The ability to choose between the office and home has been a huge factor in this, allowing employees to shape their working environment and having the trust of their employer to get their jobs done individually.
Most have returned to the office, with 42 per cent saying so, while 31 per cent are now permanently home based and 27 per cent enjoy hybrid working.
This has led to 48 per cent reporting that their working arrangements have given them improved or greatly improved mental health. Some 42 per cent said it was the same and 10 per cent have seen negative effects.
Company culture is improving around mental health
More companies are stepping up their efforts to change their culture to embrace and support mental health concerns, including schemes like mental health first aiders and regular workplace wellbeing activities. In some companies, burnout and pandemic lethargy was even combated through additional holiday provision in the form mental health “duvet days”, and in some instances, “reset” weeks.
Some 48 per cent of employees in the financial industry as a whole reported seeing improved mental health support, and 54 per cent said they were aware of their company mental health strategy.
More than half of companies have a mental health and wellbeing strategy in place, while only 34 per cent do not, and 12 per cent of respondents were unaware if their company had one.
MIMHC stated the findings are encouraging, but “we see that a chasm exists where companies should be cultivating more support for their employees”.

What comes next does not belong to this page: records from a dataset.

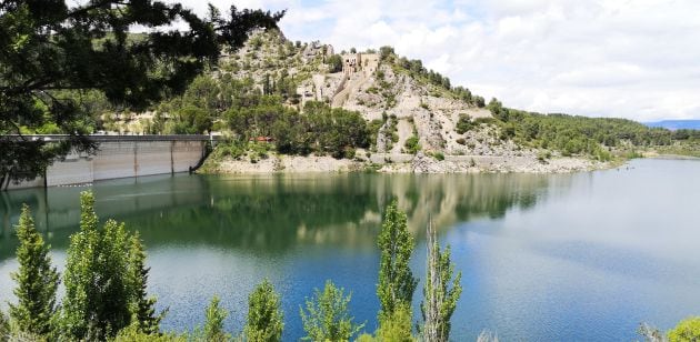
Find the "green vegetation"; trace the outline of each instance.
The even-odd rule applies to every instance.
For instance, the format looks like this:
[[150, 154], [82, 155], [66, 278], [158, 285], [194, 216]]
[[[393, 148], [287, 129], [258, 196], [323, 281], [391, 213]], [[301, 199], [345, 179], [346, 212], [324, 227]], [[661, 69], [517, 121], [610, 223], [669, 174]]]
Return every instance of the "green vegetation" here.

Berry added: “Although it is pleasing to see an increasing number of firms now have some form of Mental Health and Wellbeing support in place our results demonstrate that there is so much more work needed in our sector.”
MIMHC
MIMHCs objective is to drive new signatories with the overall goal of improving and implementing best practice mental health provision in the finance sector.
The charter asks signatories to abide by six aims: developing mental health awareness through activities and advocacy; encouraging conversations and support; better working conditions to encourage work/life balance and development; promoting effective people-focussed line management; monitoring employee mental health; and having a named contact for mental health support.
Insight for the study was formed by surveying 127 appointed representative advisers, directly authorised advisers, professional introducers and admin staff working within the mortgage intermediary marketplace.